Despite high fuel prices, retail prices and shipping fees paid by consumers are likely to remain pretty consistent this holiday season, largely because of the intense competition between Internet and traditional retailers.
That's the prediction of a recent article in the Wall Street Journal, which also said that what's good news for consumers is bad news for retailers. Fierce competition could mean that many will have to absorb, rather than pass on, increased fuel costs for trucks, trains, and airplanes. Disappointing numbers are bound to surface in February, when the retailers start reporting their fourth-quarter earnings.
"It's a conundrum retailers are facing," Carl Steidtmann, chief retail economist at PricewaterhouseCoopers, told the Journal. "They've got huge cost pressures but no pricing power, because there's an oversupply of everything from apparel retailers to grocery stores."

The big wigs of the industry vow to keep pressure on the rest of the merchants by continuing their aggressive pricing strategies despite the higher fuel prices. For example, Wal-Mart, the nation's largest retailer, says the oil-price increase will have little effect on its retail prices.

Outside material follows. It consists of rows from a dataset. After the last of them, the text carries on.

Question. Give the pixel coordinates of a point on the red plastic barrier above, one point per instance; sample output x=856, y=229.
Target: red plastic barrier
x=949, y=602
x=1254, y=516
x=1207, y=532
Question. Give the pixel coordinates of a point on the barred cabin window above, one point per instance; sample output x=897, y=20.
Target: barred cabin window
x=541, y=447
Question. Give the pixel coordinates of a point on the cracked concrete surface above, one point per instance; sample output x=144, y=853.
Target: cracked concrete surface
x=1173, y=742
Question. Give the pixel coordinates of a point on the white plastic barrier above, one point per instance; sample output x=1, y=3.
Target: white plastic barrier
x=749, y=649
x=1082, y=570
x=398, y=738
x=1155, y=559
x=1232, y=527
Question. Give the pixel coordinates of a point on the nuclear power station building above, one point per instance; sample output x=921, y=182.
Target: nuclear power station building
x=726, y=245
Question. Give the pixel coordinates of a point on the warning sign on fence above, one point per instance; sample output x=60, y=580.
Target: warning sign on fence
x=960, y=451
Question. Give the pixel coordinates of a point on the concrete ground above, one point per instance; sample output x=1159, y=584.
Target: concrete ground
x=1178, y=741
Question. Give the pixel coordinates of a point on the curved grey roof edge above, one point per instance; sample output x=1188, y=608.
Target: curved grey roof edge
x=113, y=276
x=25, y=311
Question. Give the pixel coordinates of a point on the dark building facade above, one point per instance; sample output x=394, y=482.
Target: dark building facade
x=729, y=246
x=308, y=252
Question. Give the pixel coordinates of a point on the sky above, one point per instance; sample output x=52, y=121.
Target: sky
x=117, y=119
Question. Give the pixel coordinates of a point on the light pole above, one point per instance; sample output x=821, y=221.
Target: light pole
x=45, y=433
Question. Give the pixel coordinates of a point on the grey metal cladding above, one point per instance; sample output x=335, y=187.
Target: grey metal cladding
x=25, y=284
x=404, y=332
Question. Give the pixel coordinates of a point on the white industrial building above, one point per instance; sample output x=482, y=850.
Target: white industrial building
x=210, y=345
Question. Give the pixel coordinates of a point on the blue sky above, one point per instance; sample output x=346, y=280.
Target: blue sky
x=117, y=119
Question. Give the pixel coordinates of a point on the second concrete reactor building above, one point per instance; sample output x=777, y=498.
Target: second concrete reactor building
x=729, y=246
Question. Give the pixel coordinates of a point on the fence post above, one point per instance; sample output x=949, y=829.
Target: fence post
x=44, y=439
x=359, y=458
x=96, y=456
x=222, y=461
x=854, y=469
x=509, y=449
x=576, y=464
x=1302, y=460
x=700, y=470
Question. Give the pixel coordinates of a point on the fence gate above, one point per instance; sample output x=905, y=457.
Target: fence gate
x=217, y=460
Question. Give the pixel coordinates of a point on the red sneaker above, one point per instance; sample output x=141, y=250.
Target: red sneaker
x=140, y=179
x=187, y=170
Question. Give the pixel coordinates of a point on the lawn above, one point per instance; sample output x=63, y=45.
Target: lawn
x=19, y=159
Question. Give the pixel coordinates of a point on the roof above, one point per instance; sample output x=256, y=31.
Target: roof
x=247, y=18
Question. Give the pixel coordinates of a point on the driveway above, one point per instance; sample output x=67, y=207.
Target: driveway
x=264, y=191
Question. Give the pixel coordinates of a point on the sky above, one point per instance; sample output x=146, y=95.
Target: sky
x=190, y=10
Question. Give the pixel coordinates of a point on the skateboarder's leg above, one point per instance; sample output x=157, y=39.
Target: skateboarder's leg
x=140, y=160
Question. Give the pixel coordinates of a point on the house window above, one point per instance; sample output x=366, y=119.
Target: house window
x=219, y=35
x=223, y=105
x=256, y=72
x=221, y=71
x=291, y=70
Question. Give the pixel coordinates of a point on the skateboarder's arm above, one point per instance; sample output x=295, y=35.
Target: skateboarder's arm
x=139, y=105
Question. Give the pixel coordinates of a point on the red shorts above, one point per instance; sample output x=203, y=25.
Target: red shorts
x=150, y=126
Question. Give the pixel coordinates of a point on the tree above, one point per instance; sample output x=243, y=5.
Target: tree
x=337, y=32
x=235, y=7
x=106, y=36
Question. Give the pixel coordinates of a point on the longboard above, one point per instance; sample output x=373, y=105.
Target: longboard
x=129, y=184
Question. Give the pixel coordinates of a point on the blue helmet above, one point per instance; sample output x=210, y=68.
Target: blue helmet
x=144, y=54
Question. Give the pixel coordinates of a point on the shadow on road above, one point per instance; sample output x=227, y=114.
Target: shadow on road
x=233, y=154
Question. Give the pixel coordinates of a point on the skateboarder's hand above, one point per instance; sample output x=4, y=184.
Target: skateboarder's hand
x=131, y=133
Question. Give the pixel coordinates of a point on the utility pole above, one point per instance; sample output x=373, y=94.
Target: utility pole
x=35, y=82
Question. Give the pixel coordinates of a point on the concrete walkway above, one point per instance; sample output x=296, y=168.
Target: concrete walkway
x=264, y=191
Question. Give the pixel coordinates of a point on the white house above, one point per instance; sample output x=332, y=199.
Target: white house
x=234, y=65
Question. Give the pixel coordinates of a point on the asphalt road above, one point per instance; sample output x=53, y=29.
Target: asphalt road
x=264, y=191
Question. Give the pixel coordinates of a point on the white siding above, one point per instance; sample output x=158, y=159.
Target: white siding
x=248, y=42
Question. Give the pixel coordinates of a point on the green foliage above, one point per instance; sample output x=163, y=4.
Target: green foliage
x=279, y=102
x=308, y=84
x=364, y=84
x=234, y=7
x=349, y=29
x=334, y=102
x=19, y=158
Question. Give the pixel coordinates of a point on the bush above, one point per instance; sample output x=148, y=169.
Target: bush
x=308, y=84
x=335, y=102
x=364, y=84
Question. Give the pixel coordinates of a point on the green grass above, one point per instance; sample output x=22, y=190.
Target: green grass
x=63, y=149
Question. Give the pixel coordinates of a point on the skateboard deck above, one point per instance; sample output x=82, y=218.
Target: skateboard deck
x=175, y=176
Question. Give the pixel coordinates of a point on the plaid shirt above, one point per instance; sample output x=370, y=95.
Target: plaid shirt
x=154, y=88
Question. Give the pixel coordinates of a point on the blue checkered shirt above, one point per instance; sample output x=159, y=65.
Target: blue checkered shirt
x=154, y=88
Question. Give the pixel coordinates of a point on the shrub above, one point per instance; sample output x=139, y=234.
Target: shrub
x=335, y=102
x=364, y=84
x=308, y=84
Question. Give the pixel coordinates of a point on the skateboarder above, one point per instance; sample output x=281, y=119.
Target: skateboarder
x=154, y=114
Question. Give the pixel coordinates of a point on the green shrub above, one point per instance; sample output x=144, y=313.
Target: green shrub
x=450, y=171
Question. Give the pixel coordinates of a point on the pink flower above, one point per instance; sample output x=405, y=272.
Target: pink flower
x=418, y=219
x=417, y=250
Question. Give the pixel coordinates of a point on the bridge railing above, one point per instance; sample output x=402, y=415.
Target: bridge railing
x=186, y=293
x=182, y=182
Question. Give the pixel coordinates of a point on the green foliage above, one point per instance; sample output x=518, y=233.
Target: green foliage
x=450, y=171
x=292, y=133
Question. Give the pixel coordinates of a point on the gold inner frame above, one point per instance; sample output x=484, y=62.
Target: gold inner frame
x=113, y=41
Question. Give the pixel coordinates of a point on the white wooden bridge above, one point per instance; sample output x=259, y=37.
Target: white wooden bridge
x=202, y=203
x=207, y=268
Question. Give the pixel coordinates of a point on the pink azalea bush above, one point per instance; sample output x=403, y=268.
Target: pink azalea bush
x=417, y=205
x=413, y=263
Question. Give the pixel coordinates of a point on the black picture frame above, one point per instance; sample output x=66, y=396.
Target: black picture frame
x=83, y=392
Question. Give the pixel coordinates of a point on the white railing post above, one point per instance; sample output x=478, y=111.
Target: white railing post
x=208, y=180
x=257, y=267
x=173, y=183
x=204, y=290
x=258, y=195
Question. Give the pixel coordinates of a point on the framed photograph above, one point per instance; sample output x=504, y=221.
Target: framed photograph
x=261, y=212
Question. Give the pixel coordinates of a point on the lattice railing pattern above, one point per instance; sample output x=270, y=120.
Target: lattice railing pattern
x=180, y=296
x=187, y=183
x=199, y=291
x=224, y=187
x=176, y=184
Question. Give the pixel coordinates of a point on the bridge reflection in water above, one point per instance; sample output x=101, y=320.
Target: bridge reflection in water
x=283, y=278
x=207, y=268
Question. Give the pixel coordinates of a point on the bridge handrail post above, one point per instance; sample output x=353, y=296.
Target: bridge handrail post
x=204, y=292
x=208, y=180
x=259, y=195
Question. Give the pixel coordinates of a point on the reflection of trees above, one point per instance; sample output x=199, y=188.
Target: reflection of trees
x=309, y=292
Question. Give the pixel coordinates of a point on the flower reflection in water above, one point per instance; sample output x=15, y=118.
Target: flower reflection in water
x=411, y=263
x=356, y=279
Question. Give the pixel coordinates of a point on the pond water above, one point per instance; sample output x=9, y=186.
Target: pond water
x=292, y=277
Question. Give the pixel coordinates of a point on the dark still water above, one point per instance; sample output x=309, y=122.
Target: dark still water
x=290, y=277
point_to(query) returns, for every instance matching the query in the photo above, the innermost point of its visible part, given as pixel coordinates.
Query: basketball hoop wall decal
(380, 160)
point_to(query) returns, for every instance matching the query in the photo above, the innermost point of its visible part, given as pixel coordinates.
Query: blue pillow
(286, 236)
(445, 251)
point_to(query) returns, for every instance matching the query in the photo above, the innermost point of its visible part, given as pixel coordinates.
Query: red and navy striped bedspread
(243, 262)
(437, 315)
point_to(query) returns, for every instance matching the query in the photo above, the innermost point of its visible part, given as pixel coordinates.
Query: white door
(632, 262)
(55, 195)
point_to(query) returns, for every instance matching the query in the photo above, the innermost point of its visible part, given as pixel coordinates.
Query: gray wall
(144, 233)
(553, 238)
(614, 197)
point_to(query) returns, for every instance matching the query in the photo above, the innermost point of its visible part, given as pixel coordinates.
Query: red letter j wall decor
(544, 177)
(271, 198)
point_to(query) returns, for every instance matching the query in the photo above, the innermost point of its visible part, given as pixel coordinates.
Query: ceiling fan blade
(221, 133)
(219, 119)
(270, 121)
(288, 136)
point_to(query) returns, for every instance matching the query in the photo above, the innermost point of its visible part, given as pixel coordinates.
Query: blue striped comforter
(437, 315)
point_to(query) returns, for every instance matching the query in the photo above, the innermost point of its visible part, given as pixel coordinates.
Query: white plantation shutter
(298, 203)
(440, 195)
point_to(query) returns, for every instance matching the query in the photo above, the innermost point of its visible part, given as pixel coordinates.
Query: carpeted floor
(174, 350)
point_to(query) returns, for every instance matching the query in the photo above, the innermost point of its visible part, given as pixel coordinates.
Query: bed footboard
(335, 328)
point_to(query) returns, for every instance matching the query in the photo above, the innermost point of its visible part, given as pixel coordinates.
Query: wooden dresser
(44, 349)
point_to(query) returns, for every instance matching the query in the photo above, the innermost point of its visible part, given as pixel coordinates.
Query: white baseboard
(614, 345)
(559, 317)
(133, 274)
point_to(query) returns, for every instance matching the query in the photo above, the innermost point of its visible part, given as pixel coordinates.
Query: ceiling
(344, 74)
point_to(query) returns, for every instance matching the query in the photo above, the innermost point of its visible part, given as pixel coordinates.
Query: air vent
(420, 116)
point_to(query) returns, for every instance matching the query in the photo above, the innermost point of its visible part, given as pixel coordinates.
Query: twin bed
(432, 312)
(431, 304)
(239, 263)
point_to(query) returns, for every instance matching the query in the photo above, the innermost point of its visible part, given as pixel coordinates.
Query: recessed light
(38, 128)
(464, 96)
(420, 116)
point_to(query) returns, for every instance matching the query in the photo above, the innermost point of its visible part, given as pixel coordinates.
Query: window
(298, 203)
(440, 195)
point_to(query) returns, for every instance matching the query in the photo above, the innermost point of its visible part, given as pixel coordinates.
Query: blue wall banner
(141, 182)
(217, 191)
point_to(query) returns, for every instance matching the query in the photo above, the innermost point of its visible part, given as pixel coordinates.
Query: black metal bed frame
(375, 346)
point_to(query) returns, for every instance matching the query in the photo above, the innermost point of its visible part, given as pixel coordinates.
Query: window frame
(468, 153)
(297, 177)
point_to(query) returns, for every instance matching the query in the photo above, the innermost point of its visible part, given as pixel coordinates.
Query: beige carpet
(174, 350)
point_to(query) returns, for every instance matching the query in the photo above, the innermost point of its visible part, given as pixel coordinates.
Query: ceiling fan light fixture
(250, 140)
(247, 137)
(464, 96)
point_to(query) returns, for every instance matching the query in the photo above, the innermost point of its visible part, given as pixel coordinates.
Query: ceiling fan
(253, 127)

"Our everyday low prices will stay everyday low prices," spokesman Tom Williams told the WSJ.
Merchants that ship goods directly to consumers, especially catalog and Internet retailers, are among the group that will feel the pinch the most. And thanks to fuel surcharges implemented by trucking companies, most will end up having to pay more to ship packages to customers.
Catalog companies have it much worse, considering they printed up their holiday catalogs months ago and many of them can't go back and change the prices.
Online retailers have more flexibility when it comes to changing prices on their web sites, but most are choosing not to do so, realizing that raising shipping costs is a sure way to alienate customers and send them to shop with a competitor, the article stated.
Higher fuel prices are causing big problems for retailers in two ways. They not only increase costs, they reduce consumers' disposable income, leaving little in their pockets to spend at stores.
There is no doubt that higher oil prices are taking their toll, the article says. Trucking companies, who handle the bulk of consumer goods, have been forced to apply surcharges as high as 6%. UPS, FedEx and the U.S. Postal Service, along with railways, have all been forced to take similar actions.
What complicates things, the WSJ reports, is that fuel prices have been so unpredictable. Since the article was published, prices have shot back up following violence and unrest in the Middle East.